GUY CECALA: Theoretically, back in 2011, once the federal bank regulators came out with this original agreement, 14 of the largest bank services did agree immediately to change their foreclosure practices to avoid the type of abuses that we saw in the past.
They also agreed to do things like not do duel tracking of a loan modification and foreclosure at the same time. In theory, those practices went in effect in 2011, are in effect now. There have been different reports on whether that compliance has been full, but, technically, that's the law of the land right now.
MARGARET WARNER: Ms. Thompson, you have represented -- you represent quite a few people in this situation. What's your view of whether the banks have changed their practices and are more transparent and do it properly?
DIANE THOMPSON: It's true what Mr. Cecala says, that this has been the law of the land since 2011. It actually was the law of the land long before 2011. None of the practices that the banks got their hands slapped for were ever legal. They were always illegal.

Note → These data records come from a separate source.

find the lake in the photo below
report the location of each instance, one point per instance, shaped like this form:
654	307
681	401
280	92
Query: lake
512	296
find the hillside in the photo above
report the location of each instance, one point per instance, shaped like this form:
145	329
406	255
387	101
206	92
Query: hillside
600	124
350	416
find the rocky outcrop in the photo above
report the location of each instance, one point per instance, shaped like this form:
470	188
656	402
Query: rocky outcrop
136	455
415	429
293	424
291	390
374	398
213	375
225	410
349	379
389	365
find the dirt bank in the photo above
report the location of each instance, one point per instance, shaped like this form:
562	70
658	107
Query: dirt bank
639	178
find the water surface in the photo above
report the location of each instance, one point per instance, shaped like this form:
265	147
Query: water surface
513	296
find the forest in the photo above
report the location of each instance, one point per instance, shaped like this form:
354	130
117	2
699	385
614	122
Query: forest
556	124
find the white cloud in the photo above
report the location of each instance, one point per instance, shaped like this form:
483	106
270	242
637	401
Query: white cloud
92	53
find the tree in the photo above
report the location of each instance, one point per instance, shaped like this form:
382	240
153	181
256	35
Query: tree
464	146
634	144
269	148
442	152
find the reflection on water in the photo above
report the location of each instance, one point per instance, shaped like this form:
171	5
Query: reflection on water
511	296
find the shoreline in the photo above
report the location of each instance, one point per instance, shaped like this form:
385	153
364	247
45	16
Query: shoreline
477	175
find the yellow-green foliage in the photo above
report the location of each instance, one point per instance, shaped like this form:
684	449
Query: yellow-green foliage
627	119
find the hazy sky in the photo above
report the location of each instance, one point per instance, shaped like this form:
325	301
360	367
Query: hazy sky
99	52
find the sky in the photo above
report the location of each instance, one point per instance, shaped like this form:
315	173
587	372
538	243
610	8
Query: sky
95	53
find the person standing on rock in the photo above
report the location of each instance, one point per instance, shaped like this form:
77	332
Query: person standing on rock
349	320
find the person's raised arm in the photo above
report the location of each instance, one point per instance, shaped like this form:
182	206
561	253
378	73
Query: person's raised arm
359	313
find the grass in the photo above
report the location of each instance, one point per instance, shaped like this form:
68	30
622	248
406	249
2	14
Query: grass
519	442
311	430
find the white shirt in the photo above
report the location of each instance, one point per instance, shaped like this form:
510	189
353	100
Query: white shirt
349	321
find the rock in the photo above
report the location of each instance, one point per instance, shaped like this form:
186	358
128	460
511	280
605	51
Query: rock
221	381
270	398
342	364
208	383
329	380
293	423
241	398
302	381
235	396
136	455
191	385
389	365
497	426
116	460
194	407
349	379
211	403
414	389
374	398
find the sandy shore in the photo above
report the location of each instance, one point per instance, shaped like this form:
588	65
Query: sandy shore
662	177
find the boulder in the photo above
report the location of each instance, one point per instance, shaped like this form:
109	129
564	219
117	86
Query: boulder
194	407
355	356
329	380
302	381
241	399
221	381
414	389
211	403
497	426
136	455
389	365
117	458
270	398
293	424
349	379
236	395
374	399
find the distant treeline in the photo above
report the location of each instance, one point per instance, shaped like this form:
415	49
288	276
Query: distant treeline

The practices that they engaged in were always impermissible. And they have continued to engage in them since. The previous foreclosure review process wasn't effective in stopping those practices.
We hope very much that, with this process now under way, that there will be effective enforcement of these standards, so that homeowners who are entitled to loan modifications, where the loan modifications would benefit both investors and homeowners, will actually get the loan modifications in a timely way, instead of losing their homes.
MARGARET WARNER: And that gets us back, of course, to enforcement.
Mr. Cecala, briefly, has enforcement, has regulatory oversight been toughened up since those days?
GUY CECALA: A basic problem is most of the banking regulators, certainly the ones involved in this, the Office of the Comptroller of the Currency and the Federal Reserve, are primarily safety and soundness regulators. Their primary goal in life is to make sure the banks don't go under and cause losses to the taxpayers.
They haven't ever been very strong on the consumer front. To some extent, that's why Congress in the Dodd-Frank legislation several years ago created the Consumer Financial Protection Bureau, which is about to finalize new servicing regulations, with the hope that a new agency charged with protecting consumer rights, particularly in the mortgage process, will do a better job of what banking regulators...
MARGARET WARNER: Well, looks like this is certainly not behind us yet.
Guy Cecala and Diane Thompson, thank you both.